Joseph Bonnemain: Sie sind verantwortlich für die Umsetzung und Weiterführung von all den Massnahmen, die wir getroffen haben. Dann geht es um die Weiterentwicklung der Thematik in den Bereichen Prävention und Intervention. Ein Auftrag wird sein, ein Interventionskonzept zu erstellen für alle Fälle von Betroffenen, die eine Meldung machen, nachdem sie sich haben beraten lassen. Wie soll eine professionelle Intervention aussehen? Dazu wird die Dienststelle einen Entwurf machen, den die Arbeitsgruppe genehmigen und verabschieden kann.
Die Schweiz soll ein nationales Kirchen-Straf- und Disziplinargericht bekommen. Der Entwurf liegt vor. Im März stimmt die SBK darüber ab und danach gehen die Statuten nach Rom zur Signatur und zum Papst. Wann erwarten Sie grob, dass es mit der Umsetzung in der Schweiz losgehen kann?
Joseph Bonnemain: Meiner Erfahrung nach braucht das höchste Gericht in Rom, die apostolische Signatur, einige Monate Zeit, um solche Dinge zu verabschieden. Dieses Gremium tagt nicht so oft. Aber ich hoffe sehr, dass es im Verlaufe des Jahres soweit ist. Ich hoffe, dass wir das im März in der SBK verabschieden können. Wenn ich nach ein paar Monaten nichts höre, fahre ich nach Rom, um mich zu erkundigen.

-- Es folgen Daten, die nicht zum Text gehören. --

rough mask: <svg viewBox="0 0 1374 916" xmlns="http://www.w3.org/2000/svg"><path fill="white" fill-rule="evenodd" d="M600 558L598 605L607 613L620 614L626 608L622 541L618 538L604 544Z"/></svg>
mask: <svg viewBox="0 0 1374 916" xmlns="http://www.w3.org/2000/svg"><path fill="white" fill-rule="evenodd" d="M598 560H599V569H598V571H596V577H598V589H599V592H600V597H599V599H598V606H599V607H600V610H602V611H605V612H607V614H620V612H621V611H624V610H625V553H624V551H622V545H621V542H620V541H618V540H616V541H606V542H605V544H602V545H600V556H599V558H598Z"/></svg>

Das französische Modell dürfte als Vorlage für das Schweizer Modell gedient haben. Aber an dem französischen Gericht gibt es Kritik: Es kann keine Missbrauchsfälle behandeln, die Minderjährige betreffen. Frankreich hat hier kein Partikularrecht in Rom erwirkt. Auch die Schweiz scheint das nicht zu planen. Ist dafür einfach die Zeit zu kurz?
Joseph Bonnemain: Wenn ich richtig informiert bin, ist es in den Statuten des Nationalgerichtes in Frankreich tatsächlich nicht vorgesehen, dass die Fälle von Minderjährigen pauschal vor diesem Gericht behandelt werden. Aber das Dikasterium für die Glaubenslehre erteilt ihnen oft die Zuständigkeit, auch solche Fälle zu behandeln. Auch die SBK hat in den Statuten dieses kirchlichen Strafgerichts eingebaut, dass das römische Dikasterium diesem Gericht in einzelnen Fällen die Zuständigkeit gewährt. Ich hoffe, dass das approbiert wird.
Gibt es Pläne, zusätzlich zum Nationalen Gericht in Rom ein Partikularrecht zu beantragen? Dieser Vorschlag geht auf Nicolas Betticher zurück. Dem kirchlichen Gericht in der Schweiz würde demnach die Zuständigkeit von Rom gegeben, auch Fälle von Minderjährigen zu behandeln. Man müsste dann nicht jeweils auf den Auftrag aus Rom warten.
Joseph Bonnemain: Ich halte es für klug, zuerst die Möglichkeit einzubauen, dass das Dikasterium uns solche Fälle zuweisen kann. Wenn die Erfahrung gut ist und das oberste Gericht in Rom merkt, dass wir professionell arbeiten, ist es vielleicht leichter, dieses Partikularrecht zu beantragen.